Question

Suppose you want to build a small walkway around your garden so that there is someplace to walk around and work on your vegetables. The garden measures 20 feet by 30 feet and you want to increase the area of the garden to 1,000 ft2. What is the width of the walkway?
Approximately 3.3 feet
Approximately 3.5 feet
Approximately 3.7 feet
Approximately 3.9 feet

Answer 1

Answer:

Approximately 3.5 feet - Option B

Step-by-step explanation:

Imagine that you have this walkway around the garden, with dimensions 30 by 20 feet. This walkway has a difference of x feet between it's length, and say the dimension 30 feet. In fact it has a difference of x along both dimensions - on either ends. Therefore, the increases length and width should be 30 + 2x, and 20 + 2x, which is with respect to an increases area of 1,000 square feet.

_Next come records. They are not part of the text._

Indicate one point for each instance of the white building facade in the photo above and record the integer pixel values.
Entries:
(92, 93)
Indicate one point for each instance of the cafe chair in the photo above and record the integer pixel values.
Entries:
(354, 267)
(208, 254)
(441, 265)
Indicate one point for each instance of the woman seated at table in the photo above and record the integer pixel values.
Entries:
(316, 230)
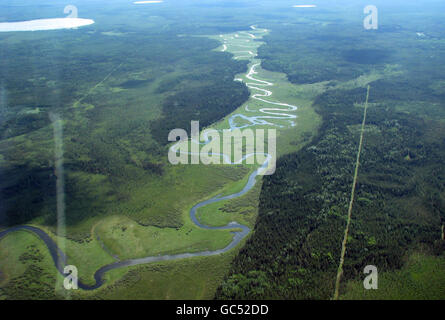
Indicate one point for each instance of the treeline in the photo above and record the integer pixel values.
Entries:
(217, 96)
(294, 251)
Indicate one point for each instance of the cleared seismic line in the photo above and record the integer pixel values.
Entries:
(351, 202)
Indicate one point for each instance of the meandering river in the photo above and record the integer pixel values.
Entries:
(239, 231)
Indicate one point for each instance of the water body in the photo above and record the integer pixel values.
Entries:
(239, 231)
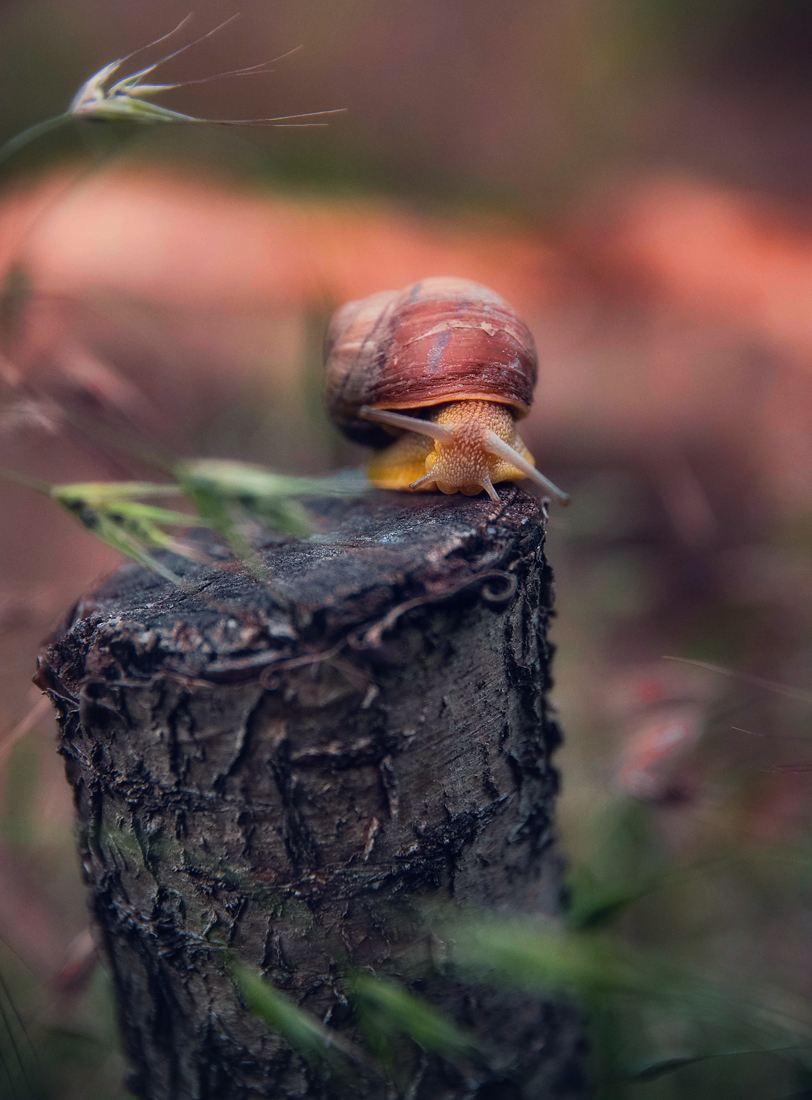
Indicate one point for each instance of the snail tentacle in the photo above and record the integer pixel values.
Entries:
(503, 450)
(407, 422)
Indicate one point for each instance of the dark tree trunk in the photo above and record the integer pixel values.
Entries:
(308, 773)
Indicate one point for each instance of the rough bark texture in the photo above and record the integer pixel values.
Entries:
(308, 780)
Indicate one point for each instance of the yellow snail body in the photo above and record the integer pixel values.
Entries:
(448, 366)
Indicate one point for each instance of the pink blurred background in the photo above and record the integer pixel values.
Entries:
(634, 177)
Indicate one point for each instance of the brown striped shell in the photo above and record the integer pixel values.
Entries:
(439, 340)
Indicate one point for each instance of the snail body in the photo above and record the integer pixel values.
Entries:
(448, 366)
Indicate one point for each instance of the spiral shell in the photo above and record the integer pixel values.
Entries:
(439, 340)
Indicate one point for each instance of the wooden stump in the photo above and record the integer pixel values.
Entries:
(308, 773)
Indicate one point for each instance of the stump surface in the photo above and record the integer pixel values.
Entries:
(304, 774)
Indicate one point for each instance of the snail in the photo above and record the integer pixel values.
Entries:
(448, 366)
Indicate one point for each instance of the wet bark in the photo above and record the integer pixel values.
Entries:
(305, 776)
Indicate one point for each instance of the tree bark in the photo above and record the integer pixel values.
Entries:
(307, 772)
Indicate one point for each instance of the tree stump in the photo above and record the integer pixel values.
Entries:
(303, 773)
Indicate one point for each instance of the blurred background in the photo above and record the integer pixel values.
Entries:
(636, 178)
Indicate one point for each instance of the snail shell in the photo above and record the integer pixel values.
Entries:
(439, 340)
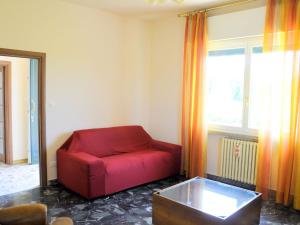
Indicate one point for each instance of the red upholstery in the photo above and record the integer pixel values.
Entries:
(103, 161)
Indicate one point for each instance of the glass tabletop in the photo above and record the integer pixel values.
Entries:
(212, 197)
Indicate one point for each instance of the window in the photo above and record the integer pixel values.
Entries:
(233, 69)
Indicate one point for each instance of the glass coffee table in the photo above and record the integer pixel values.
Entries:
(206, 202)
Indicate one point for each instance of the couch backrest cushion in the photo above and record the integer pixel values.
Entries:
(110, 141)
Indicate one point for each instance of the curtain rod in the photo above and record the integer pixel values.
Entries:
(236, 3)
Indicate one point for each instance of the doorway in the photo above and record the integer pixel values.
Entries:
(22, 120)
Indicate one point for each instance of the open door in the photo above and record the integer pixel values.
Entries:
(2, 150)
(34, 113)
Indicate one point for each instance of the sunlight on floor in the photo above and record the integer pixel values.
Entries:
(16, 178)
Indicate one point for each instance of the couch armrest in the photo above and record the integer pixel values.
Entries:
(174, 149)
(81, 172)
(62, 221)
(33, 214)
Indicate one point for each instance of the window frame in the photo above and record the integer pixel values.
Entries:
(248, 43)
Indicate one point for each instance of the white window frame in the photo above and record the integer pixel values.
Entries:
(247, 43)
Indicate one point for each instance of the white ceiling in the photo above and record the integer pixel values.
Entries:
(147, 10)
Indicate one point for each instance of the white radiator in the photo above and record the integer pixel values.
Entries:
(238, 160)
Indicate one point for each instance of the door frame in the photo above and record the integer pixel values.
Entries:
(8, 159)
(41, 57)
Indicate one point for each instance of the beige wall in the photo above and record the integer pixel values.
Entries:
(19, 106)
(89, 82)
(104, 69)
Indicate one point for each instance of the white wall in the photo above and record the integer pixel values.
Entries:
(19, 106)
(88, 79)
(167, 57)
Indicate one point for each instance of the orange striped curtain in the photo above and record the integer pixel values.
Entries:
(280, 132)
(194, 130)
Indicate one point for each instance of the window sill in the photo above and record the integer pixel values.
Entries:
(234, 133)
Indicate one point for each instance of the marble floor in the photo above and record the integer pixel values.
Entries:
(130, 207)
(19, 177)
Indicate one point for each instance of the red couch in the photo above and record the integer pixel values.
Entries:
(103, 161)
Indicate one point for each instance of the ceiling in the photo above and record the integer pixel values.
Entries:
(143, 9)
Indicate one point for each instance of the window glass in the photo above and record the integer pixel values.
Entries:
(225, 87)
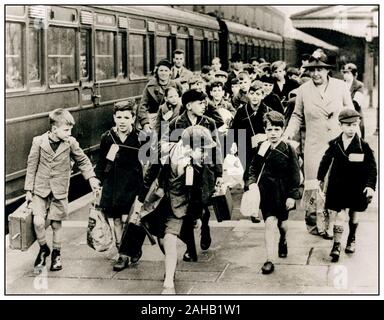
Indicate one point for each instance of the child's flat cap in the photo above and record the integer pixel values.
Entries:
(348, 116)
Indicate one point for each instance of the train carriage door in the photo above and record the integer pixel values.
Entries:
(85, 51)
(35, 55)
(163, 42)
(122, 69)
(151, 47)
(14, 35)
(200, 49)
(184, 43)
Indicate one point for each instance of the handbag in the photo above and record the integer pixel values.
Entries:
(99, 232)
(222, 202)
(250, 202)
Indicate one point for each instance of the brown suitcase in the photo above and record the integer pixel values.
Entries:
(222, 205)
(21, 231)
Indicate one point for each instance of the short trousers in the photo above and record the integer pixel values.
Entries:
(173, 224)
(50, 208)
(281, 216)
(116, 212)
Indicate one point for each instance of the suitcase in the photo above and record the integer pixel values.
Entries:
(222, 205)
(21, 231)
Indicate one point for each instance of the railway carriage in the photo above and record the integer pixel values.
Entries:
(86, 58)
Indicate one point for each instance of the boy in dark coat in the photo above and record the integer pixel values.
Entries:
(120, 172)
(277, 164)
(195, 115)
(352, 178)
(181, 179)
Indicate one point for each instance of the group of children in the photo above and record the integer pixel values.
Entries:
(270, 163)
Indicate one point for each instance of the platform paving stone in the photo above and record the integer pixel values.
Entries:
(283, 275)
(81, 269)
(243, 289)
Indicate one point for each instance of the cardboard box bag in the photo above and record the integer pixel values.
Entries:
(21, 231)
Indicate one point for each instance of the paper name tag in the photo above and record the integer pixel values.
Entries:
(356, 157)
(168, 115)
(263, 148)
(189, 175)
(112, 152)
(258, 138)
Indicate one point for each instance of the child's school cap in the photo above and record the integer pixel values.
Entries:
(221, 73)
(234, 81)
(348, 116)
(195, 79)
(192, 95)
(198, 136)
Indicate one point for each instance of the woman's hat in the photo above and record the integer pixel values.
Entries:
(236, 57)
(348, 116)
(198, 136)
(164, 62)
(267, 79)
(192, 95)
(318, 60)
(351, 67)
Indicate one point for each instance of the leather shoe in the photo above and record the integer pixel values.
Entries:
(161, 245)
(283, 249)
(205, 240)
(121, 263)
(255, 219)
(168, 290)
(137, 257)
(268, 267)
(327, 236)
(351, 246)
(188, 258)
(335, 253)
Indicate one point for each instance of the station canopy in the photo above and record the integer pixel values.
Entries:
(350, 20)
(306, 38)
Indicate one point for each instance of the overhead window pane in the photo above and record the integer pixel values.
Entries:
(161, 48)
(182, 44)
(136, 56)
(122, 49)
(61, 55)
(197, 54)
(85, 54)
(13, 54)
(34, 57)
(105, 53)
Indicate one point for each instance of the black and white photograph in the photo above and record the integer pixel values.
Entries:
(191, 150)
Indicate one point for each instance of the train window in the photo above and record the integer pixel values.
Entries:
(151, 51)
(122, 56)
(215, 49)
(85, 54)
(14, 10)
(61, 55)
(136, 56)
(183, 45)
(14, 62)
(197, 55)
(234, 47)
(105, 55)
(34, 56)
(161, 48)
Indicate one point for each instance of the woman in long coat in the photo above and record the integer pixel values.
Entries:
(318, 103)
(153, 95)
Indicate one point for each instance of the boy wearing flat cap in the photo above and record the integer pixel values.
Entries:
(352, 178)
(195, 106)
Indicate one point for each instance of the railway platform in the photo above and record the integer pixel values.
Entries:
(231, 266)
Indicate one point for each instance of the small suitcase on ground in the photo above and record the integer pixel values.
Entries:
(222, 205)
(21, 231)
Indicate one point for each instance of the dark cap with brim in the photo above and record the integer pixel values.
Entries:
(348, 116)
(318, 60)
(192, 95)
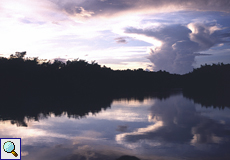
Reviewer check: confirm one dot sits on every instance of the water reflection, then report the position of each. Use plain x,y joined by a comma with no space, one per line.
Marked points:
173,127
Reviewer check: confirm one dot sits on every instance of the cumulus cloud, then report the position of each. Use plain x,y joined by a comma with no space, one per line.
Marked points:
179,44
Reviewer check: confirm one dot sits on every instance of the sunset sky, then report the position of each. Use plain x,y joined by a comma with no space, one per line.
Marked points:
171,35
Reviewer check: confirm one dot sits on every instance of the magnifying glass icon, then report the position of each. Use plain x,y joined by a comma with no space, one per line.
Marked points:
9,147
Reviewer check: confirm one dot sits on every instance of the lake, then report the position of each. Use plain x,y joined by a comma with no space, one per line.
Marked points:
152,128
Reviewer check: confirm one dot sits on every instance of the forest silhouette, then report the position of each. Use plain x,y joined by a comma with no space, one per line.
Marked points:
30,86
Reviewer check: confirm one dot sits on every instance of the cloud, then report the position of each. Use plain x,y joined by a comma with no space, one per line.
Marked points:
121,40
117,7
176,122
179,44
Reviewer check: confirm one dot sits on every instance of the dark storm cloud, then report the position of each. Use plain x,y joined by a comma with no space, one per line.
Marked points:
114,7
121,40
180,44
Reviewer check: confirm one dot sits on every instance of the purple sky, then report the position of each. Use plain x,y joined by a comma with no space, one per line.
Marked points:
171,35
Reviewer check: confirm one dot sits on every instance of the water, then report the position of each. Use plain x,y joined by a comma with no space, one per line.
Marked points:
168,128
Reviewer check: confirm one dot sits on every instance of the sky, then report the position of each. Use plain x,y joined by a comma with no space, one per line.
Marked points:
171,35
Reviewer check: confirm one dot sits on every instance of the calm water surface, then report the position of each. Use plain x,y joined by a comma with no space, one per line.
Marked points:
171,128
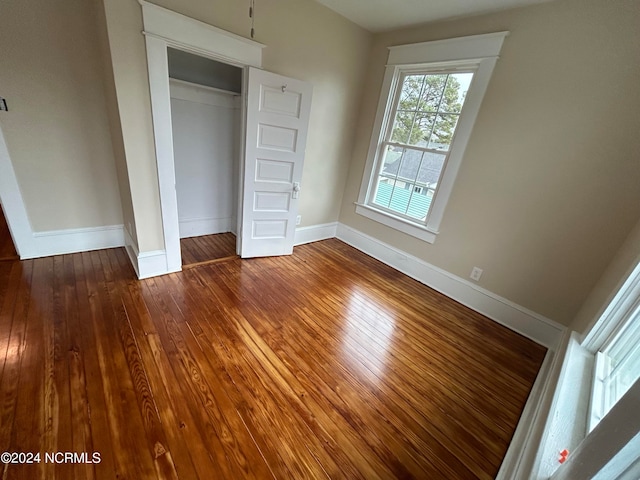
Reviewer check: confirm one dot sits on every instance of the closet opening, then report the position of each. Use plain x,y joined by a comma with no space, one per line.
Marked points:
7,248
206,118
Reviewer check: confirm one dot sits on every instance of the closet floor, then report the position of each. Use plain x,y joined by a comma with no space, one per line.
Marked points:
200,250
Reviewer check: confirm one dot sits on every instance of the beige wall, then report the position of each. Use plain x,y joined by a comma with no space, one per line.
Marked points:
304,40
56,130
617,272
548,188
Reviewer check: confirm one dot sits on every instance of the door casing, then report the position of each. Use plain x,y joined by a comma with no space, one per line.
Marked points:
164,28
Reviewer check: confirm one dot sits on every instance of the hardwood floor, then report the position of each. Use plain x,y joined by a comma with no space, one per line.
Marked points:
323,364
7,249
200,250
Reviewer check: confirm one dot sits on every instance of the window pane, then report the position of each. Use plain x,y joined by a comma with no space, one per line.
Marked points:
432,92
411,88
455,92
443,131
413,128
407,181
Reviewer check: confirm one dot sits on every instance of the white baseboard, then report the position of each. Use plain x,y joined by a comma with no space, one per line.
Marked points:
540,329
196,227
59,242
524,454
315,233
147,264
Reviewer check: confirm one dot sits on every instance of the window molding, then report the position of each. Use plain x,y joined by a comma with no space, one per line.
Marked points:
477,51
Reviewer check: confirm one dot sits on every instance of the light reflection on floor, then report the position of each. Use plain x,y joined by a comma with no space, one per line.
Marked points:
368,335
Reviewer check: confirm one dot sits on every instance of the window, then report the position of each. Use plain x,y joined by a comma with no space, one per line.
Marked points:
430,98
617,365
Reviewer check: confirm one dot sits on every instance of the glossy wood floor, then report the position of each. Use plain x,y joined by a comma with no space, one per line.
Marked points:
199,250
323,364
7,250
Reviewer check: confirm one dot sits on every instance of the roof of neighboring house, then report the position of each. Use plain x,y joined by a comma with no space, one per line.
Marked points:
409,162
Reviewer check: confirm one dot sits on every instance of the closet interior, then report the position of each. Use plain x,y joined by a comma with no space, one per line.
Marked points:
206,120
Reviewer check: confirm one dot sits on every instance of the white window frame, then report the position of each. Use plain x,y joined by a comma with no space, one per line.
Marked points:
478,53
621,312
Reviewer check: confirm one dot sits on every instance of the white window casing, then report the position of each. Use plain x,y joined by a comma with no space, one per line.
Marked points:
477,53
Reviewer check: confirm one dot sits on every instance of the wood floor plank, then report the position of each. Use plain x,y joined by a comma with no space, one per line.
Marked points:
207,247
322,364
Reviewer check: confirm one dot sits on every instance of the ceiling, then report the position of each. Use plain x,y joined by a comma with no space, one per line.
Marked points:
380,15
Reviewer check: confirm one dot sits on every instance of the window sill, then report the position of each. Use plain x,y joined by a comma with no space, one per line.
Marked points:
396,223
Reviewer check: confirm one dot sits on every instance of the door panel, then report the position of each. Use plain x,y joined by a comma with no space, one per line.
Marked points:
277,122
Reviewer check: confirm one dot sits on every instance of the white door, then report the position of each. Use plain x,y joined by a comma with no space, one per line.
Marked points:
276,133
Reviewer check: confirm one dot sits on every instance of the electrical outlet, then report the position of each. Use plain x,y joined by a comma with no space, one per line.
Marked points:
476,273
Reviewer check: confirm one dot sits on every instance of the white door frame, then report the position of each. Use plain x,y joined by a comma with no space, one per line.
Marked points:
164,28
13,205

( 30 + 2x ) $*$ ( 20 + 2x ) = 1000 - Expand "( 30 + 2x ) $*$ ( 20 + 2x )"

600 + 100x + 4$x^2$ = 1000 - Subtract 1000 on either side, making on side = 0

4$x^2$ + 100x - 400 = 0 - Take the "quadratic equation formula"  

( Quadratic Equation is as follows ) - $x_{1,\:2}=\frac{-b\pm \sqrt{b^2-4ac}}{2a}$,

$x=\frac{-100+\sqrt{100^2-4\cdot \:4\left(-400\right)}}{2\cdot \:4}:\quad \frac{5\left(\sqrt{41}-5\right)}{2}$,

$x=\frac{-100-\sqrt{100^2-4\cdot \:4\left(-400\right)}}{2\cdot \:4}:\quad -\frac{5\left(5+\sqrt{41}\right)}{2}$

There can't be a negative width of the walkway, hence our solution should be ( in exact terms ) $\frac{5\left(\sqrt{41}-5\right)}{2}$. The approximated value however is 3.5081...or approximately 3.5 feet.